Oscar D'Ambrosio, Especial para a Página 3 Pedagogia & Comunicação

"Liberdade, essa palavra/ que o sonho humano alimenta,/ que não há ninguém que explique/ e ninguém que não entenda". Seguramente esses são os versos mais famosos do Romanceiro da Inconfidência, reunião de poemas de Cecília Meireles (Rio de Janeiro, 7/01/1901 - 9/11/1964) que se tornaram um marco na forma de tratar um tema histórico com lirismo.

Publicado em 1953, o livro enfoca a história de Minas Gerais dos inícios da colonização até a Inconfidência Mineira, ocorrida em fins do século 18, e aglutina 84 "romances" (poemas épico-líricos cuja inspiração está na tradição popular hispânica), mais quatro "cenários" e textos que funcionam como prólogo e êxodo.

O conjunto, que teve magnífica edição comemorativa em 2004, com desenhos da artista plástica Renina Katz, realizados entre 1956 e 1958, concretiza uma jornada sobre o sentido de ser brasileiro.
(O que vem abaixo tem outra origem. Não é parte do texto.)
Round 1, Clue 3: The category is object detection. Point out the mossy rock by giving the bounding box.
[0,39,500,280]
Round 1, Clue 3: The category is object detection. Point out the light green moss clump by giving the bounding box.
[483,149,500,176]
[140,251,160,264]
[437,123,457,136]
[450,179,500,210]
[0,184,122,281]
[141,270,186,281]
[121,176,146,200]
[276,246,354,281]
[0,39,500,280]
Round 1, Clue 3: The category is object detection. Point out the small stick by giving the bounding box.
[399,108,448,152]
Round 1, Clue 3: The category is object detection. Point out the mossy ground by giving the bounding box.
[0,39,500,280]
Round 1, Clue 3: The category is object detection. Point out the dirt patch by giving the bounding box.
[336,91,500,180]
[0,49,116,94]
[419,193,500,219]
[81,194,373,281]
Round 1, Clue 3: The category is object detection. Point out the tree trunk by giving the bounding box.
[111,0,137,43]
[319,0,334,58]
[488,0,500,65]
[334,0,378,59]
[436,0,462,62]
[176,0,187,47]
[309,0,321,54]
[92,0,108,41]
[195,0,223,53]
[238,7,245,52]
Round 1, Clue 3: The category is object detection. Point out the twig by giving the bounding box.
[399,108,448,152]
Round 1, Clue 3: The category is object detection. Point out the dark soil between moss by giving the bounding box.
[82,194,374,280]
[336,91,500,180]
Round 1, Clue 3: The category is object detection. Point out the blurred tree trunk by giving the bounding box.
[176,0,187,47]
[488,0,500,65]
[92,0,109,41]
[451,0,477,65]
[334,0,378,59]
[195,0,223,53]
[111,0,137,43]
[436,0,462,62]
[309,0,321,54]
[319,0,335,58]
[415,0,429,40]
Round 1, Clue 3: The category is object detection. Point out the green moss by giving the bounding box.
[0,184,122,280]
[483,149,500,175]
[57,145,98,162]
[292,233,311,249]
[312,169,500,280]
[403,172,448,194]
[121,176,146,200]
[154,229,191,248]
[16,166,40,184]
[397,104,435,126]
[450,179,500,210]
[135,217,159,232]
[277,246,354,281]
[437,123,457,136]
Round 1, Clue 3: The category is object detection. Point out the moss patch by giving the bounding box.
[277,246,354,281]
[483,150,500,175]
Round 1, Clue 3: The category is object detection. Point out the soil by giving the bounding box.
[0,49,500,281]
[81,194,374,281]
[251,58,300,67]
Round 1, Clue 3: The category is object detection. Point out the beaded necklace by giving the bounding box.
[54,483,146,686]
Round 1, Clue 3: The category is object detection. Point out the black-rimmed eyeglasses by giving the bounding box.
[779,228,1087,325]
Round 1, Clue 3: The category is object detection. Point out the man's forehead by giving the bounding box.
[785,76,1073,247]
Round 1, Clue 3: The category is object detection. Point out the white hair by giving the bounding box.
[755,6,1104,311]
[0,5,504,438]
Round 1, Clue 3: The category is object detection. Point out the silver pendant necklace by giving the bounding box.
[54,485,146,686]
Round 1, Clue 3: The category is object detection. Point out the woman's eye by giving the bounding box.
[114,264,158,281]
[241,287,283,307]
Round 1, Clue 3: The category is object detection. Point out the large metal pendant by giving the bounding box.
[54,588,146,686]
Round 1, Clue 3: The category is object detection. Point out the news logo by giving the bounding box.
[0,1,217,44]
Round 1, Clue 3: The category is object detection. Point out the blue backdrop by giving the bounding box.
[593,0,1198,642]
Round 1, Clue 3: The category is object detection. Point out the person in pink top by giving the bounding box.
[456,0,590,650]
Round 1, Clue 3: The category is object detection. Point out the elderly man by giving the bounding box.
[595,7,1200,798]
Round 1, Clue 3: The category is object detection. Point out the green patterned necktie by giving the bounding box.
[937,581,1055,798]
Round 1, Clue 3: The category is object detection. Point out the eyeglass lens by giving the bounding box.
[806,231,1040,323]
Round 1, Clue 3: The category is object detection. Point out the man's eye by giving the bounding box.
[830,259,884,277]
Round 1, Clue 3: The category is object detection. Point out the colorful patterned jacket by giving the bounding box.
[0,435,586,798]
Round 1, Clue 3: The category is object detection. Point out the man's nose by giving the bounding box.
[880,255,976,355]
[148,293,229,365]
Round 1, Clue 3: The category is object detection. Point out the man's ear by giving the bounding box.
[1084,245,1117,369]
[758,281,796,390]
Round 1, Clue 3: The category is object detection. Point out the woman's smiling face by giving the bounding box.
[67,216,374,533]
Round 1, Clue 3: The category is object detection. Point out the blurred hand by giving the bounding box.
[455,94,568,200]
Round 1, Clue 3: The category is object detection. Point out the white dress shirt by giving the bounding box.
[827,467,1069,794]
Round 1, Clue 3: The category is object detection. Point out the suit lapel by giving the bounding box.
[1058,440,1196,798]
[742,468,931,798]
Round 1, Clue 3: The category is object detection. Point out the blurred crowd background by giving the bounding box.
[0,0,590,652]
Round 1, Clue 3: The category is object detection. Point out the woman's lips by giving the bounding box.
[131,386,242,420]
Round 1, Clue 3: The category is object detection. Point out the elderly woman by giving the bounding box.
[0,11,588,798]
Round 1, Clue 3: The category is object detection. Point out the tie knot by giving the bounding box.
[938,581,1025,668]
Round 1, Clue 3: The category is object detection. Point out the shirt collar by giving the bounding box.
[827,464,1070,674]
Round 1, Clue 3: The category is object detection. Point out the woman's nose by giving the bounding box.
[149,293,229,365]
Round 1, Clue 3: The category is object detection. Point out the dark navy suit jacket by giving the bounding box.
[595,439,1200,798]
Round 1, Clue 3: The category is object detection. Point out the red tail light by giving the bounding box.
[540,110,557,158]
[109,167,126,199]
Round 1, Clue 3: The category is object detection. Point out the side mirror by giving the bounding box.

Enfoca o sofrimento dos escravos negros na exploração de metais preciosos no século 18, mas tem como núcleo os protagonistas da Inconfidência, como, é claro, Joaquim José da Silva Xavier, o Tiradentes.

As trajetórias de Tomás Antonio Gonzaga - e da sua amada Marília - e de Alvarenga Peixoto e familiares são também objeto de atenção. Na parte final, merecem leitura atenta a personagem da rainha de Portugal, Dª Maria 1ª, a responsável pela confirmação das penas dos inconfidentes, dominada pela loucura que a tornaria célebre, e o testamento de Marília, com a célebre "Fala aos Inconfidentes Mortos".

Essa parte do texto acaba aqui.